Comment font-ils campagne, avec quels moyens, quelle motivation? Alors que les candidats aux élections fédérales n’ont jamais été aussi nombreux, «Le Temps» suit six d’entre eux sur le terrain pour un carnet de campagne.

Face caméra, Kevin Morisod détaille à haute voix ses arguments en faveur d’un financement équitable de la santé. Pour sa première vidéo de campagne, qu’il diffuse sur les réseaux sociaux, le Jeune Vert valaisan, qui a obtenu son diplôme de médecine il y a tout juste un an, a choisi son thème de prédilection.
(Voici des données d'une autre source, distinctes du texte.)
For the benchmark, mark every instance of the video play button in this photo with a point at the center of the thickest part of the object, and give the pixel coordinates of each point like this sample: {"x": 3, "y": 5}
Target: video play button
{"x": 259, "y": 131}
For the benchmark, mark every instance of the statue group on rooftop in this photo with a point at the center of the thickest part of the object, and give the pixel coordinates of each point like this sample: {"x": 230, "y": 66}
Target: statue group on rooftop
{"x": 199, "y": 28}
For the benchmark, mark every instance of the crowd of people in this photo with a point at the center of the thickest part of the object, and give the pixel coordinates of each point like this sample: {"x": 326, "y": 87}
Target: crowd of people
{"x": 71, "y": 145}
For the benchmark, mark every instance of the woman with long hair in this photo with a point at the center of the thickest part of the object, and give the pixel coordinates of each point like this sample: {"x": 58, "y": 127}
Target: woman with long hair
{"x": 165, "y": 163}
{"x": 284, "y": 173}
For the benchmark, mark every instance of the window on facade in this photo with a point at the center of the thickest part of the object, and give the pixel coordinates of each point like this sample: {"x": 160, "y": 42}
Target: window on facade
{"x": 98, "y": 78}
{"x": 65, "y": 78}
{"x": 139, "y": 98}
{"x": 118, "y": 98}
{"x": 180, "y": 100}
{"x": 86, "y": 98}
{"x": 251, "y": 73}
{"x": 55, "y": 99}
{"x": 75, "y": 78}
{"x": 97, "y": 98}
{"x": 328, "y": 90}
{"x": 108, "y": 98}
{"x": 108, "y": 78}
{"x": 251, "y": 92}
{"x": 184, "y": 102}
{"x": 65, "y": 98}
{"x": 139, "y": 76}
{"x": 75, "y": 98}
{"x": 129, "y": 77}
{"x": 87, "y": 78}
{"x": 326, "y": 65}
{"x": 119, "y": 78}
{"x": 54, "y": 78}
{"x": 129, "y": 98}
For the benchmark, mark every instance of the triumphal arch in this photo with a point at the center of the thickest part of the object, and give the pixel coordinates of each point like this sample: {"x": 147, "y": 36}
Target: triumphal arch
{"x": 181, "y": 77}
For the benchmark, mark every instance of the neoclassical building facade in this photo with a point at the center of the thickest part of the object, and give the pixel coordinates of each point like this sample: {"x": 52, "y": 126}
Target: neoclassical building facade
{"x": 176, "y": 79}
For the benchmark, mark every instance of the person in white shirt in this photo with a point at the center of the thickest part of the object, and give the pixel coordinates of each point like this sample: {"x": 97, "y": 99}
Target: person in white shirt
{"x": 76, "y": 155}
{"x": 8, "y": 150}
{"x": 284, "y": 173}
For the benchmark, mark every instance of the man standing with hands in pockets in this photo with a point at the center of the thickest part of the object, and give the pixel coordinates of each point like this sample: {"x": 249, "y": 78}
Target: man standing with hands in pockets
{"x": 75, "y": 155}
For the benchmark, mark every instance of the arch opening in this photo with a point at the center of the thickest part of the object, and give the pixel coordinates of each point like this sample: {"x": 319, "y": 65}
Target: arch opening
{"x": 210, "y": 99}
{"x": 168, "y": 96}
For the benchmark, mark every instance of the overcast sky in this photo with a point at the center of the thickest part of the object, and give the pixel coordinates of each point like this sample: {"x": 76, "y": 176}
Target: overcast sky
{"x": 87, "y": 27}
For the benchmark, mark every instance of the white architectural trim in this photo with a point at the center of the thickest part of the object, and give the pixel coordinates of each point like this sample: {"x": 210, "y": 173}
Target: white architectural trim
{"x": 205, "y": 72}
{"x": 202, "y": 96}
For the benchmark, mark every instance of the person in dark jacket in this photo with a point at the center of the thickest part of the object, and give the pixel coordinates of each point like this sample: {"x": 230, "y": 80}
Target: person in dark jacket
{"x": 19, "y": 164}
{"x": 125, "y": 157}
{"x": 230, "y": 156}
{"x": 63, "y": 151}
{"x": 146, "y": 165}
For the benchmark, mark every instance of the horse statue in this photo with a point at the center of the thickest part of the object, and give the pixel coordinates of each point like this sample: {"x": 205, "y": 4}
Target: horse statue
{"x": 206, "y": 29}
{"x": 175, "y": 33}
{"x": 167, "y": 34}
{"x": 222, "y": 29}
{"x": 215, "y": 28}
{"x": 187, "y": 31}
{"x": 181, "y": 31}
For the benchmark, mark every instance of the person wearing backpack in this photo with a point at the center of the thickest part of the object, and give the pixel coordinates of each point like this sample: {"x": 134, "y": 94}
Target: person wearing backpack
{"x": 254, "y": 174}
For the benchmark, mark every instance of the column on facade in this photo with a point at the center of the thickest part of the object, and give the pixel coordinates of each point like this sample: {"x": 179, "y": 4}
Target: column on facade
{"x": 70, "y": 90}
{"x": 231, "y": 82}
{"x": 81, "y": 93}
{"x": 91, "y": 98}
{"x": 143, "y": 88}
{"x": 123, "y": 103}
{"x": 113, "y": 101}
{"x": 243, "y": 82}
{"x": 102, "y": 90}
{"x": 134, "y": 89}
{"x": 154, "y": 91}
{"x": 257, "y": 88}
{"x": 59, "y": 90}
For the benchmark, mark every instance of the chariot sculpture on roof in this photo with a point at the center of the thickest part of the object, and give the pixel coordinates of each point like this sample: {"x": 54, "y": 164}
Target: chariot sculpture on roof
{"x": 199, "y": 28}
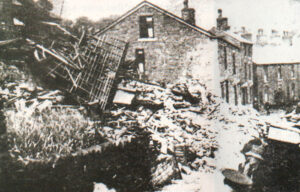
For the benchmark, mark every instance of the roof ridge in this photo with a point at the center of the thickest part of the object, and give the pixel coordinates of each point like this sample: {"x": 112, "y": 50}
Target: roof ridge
{"x": 195, "y": 27}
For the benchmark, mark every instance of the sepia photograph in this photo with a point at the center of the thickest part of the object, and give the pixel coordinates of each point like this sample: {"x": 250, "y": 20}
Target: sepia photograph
{"x": 149, "y": 96}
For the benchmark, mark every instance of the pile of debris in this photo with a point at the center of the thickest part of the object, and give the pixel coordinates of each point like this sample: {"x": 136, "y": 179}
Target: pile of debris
{"x": 177, "y": 118}
{"x": 186, "y": 123}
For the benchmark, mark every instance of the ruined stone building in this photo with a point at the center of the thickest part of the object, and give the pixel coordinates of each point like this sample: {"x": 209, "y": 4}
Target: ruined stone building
{"x": 167, "y": 48}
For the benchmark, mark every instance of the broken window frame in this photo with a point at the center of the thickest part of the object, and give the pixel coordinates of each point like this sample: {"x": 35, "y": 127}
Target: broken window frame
{"x": 223, "y": 90}
{"x": 146, "y": 27}
{"x": 140, "y": 62}
{"x": 250, "y": 72}
{"x": 225, "y": 57}
{"x": 266, "y": 74}
{"x": 233, "y": 63}
{"x": 235, "y": 95}
{"x": 266, "y": 96}
{"x": 293, "y": 71}
{"x": 227, "y": 90}
{"x": 279, "y": 72}
{"x": 293, "y": 91}
{"x": 246, "y": 71}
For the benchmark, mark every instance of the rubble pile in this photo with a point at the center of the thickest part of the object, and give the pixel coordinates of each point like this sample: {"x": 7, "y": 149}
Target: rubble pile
{"x": 187, "y": 124}
{"x": 39, "y": 126}
{"x": 176, "y": 117}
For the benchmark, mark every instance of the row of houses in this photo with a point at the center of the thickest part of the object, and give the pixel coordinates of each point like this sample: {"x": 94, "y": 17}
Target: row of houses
{"x": 167, "y": 48}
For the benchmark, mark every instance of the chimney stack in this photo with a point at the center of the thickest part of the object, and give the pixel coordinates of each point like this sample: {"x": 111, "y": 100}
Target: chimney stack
{"x": 222, "y": 22}
{"x": 188, "y": 14}
{"x": 245, "y": 34}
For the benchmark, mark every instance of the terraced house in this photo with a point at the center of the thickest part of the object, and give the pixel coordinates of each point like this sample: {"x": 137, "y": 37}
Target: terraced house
{"x": 277, "y": 70}
{"x": 167, "y": 48}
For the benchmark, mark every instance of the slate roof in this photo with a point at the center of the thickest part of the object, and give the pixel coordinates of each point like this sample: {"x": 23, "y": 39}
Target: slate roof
{"x": 266, "y": 55}
{"x": 229, "y": 37}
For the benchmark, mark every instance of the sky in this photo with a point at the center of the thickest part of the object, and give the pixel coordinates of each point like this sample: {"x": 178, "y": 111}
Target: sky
{"x": 253, "y": 14}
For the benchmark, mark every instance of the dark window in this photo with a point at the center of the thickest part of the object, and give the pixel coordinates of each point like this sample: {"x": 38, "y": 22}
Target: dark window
{"x": 233, "y": 63}
{"x": 266, "y": 74}
{"x": 266, "y": 96}
{"x": 288, "y": 92}
{"x": 279, "y": 72}
{"x": 246, "y": 50}
{"x": 140, "y": 62}
{"x": 223, "y": 90}
{"x": 235, "y": 95}
{"x": 250, "y": 72}
{"x": 293, "y": 91}
{"x": 146, "y": 27}
{"x": 227, "y": 91}
{"x": 225, "y": 57}
{"x": 245, "y": 69}
{"x": 244, "y": 96}
{"x": 293, "y": 71}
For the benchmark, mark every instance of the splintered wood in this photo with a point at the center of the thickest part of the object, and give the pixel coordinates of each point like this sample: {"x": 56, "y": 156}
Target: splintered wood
{"x": 88, "y": 69}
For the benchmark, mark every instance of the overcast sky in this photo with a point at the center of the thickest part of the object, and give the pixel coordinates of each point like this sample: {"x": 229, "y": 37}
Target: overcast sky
{"x": 254, "y": 14}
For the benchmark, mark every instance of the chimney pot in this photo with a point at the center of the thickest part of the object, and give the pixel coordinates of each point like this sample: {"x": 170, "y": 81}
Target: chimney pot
{"x": 222, "y": 22}
{"x": 188, "y": 14}
{"x": 220, "y": 12}
{"x": 243, "y": 29}
{"x": 186, "y": 4}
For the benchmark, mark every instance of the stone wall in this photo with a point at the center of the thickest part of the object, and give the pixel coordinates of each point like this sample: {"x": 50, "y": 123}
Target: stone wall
{"x": 269, "y": 90}
{"x": 3, "y": 149}
{"x": 242, "y": 78}
{"x": 175, "y": 51}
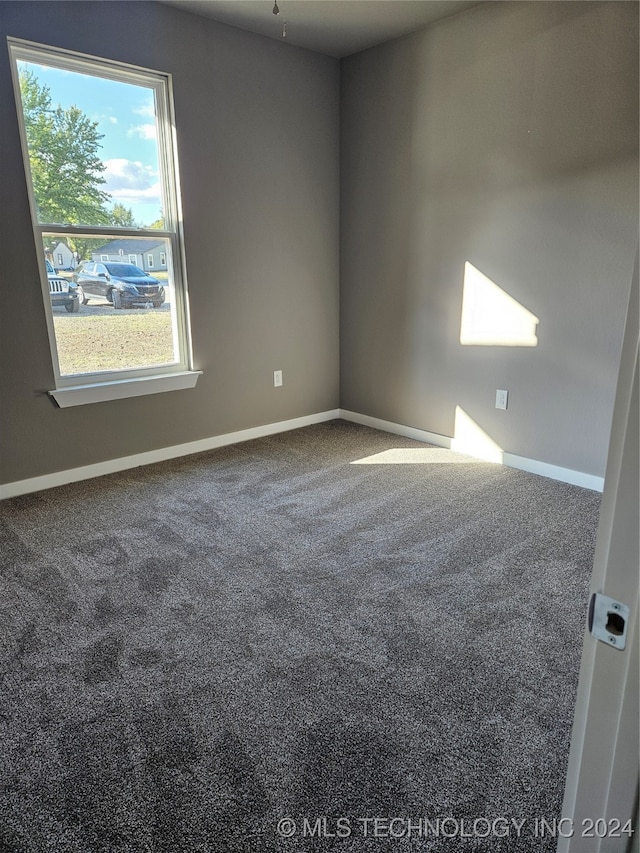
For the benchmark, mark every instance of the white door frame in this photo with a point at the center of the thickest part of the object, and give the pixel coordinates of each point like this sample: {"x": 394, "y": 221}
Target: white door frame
{"x": 602, "y": 776}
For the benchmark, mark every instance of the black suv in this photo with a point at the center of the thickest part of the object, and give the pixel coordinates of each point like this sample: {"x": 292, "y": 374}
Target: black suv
{"x": 61, "y": 292}
{"x": 125, "y": 285}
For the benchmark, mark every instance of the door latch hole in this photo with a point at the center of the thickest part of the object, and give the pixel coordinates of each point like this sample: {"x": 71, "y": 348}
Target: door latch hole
{"x": 615, "y": 624}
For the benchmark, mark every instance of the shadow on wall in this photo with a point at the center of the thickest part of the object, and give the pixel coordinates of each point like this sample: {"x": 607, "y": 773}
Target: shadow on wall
{"x": 470, "y": 443}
Depuis sa diffusion mi-septembre sur Facebook, le clip, qui dure un peu moins de deux minutes, a été vu plus de 5000 fois.

«Je vais faire trois vidéos en tout durant la campagne qui reprendront des thématiques qui me sont chères, explique le Valaisan. Le but n’est pas de déclamer des slogans faciles, mais de faire passer mes idées via un message ciblé. La deuxième, consacrée à l’asile, est prête. Elle sera diffusée bientôt.» Ces vidéos sont réalisées avec les moyens du bord et en famille. «Mon frère m’aide pour ces tournages, un peu amateurs», sourit Kevin Morisod.

Un précédent instantané de campagne de Kevin Morisod: «Le petit pain, c’est l’outil de campagne le plus rentable»

Toucher un public spécifique

Le Jeune Vert sait qu’aujourd’hui les réseaux sociaux sont un outil de campagne indispensable, même s’ils ne doivent pas remplacer la campagne sur le terrain mais en être un complément. Il est présent sur Twitter, Instagram et bien évidemment Facebook. Sur ce réseau social, en plus de son profil personnel, Kevin Morisod a créé une page à son nom spécialement dans le cadre des élections fédérales de cet automne.

«Le danger des réseaux sociaux, d’autant plus avec les nouveaux algorithmes de Facebook, c’est de tourner en rond, en ne touchant que des personnes qui partagent vos idées. Grâce à cette page, je peux sponsoriser mes publications et choisir précisément quel public toucher.» Son budget pour ces opérations est de 400 francs.

La violence des réseaux sociaux

Si les réseaux sociaux lui permettent une interaction facilitée avec une partie de ses potentiels électeurs, le candidat a également découvert la violence qui se cache sur ces plateformes. «Les premiers messages violents, je les ai reçus en début d’année, lors de la campagne «Stopper le mitage», que nous étions les seuls à défendre avec les Jeunes Vert-e-s Suisse. La première fois, ça surprend, reconnaît-il. Tu n’imagines pas qu’il puisse y avoir autant de réactions alors que tu ne fais que partager tes idées.»

A l’heure du numérique, derrière les écrans, les esprits sont débridés et les critiques souvent acerbes. «Si les commentaires ne sont pas pertinents, je n’y réponds pas, explique Kevin Morisod. En revanche si la critique est constructive, j’estime qu’il est important de prendre le temps de répondre, pour alimenter le débat.»